Mit den Nationalsozialisten kam der Terror – auch an die Universitäten. Zunächst sind es linke jüdische Studenten, die ihn zu spüren bekommen. Das neue Klima dokumentiert ein Brief des Rektors an den Dekan der Philosophischen Fakultät, in dem er ankündigt, sich um die „glatten und unmissverständlichen Fälle“, also jene „jüdische Studenten, deren Betätigung im marxistischen Sinne nachgewiesen ist“, persönlich zu kümmern. So wurden die meisten bereits in den ersten beiden Jahren der Nazi-Dikatur von der Uni vertrieben – und später auch aus Deutschland. Andere konnten zunächst weiterstudieren, immer stärker den Erniedrigungen von Kommilitonen und Dozenten ausgesetzt. Elly Freund schaffte es sogar noch 1938 inmitten uniformierter Studenten eine Prüfung abzulegen, obwohl sie als Jüdin schon ab 1933 Vorlesungen nicht mehr im Sitzen, sondern nur noch neben der Tür stehend verfolgen durfte. Eine Ausnahme, aber kein Einzelfall.

Auch der „nichtarische“ Medizinstudent Gerald Freund wurde erst 1935 exmatrikuliert. Offiziell war er durch eine Prüfung gefallen, tatsächlich hatte sich sein Professor geweigert, ihm überhaupt zuzuhören. Weil er im folgenden Semester gar nicht mehr studieren durfte, emigrierte er in die Schweiz. Einige der Vertriebenen setzten ihr Studium im Ausland fort und machten dort später sogar Karriere. Aber was blieb einem Jurastudenten kurz vor dem Examen, der Jahre das preußische Recht gebüffelt hatte, und nun versuchte, sich in Frankreich durchzuschlagen?

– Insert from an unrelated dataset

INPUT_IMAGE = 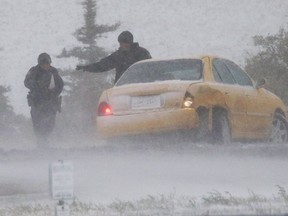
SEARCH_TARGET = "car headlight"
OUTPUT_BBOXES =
[183,97,193,108]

Es gibt viel nachzulesen auf den Tafeln, für aufwändige Exponate fehlte das Geld, entschuldigt Daniel Steinbach, die auf den ersten Blick erschlagende Textfülle. Für ein wenig Multimedia hat es dennoch gereicht. Eine graue Box in der Mitte des Foyers birgt einen Monitor, über den Interviews mit den ehemaligen Kommilitonen flimmern. Ein Video-Beamer wirft nacheinander die Namen vertriebener Studenten auf eine weiße Leinwand. Vielleicht ist das etwas viel für eine Ausstellung in einem Foyer, in dem wohl selten nachdenkliche Ruhe herrscht. Und noch nie herrschte: War es doch gerade hier, wo es schon vor 1933 immer wieder handfeste Schlägereien gab.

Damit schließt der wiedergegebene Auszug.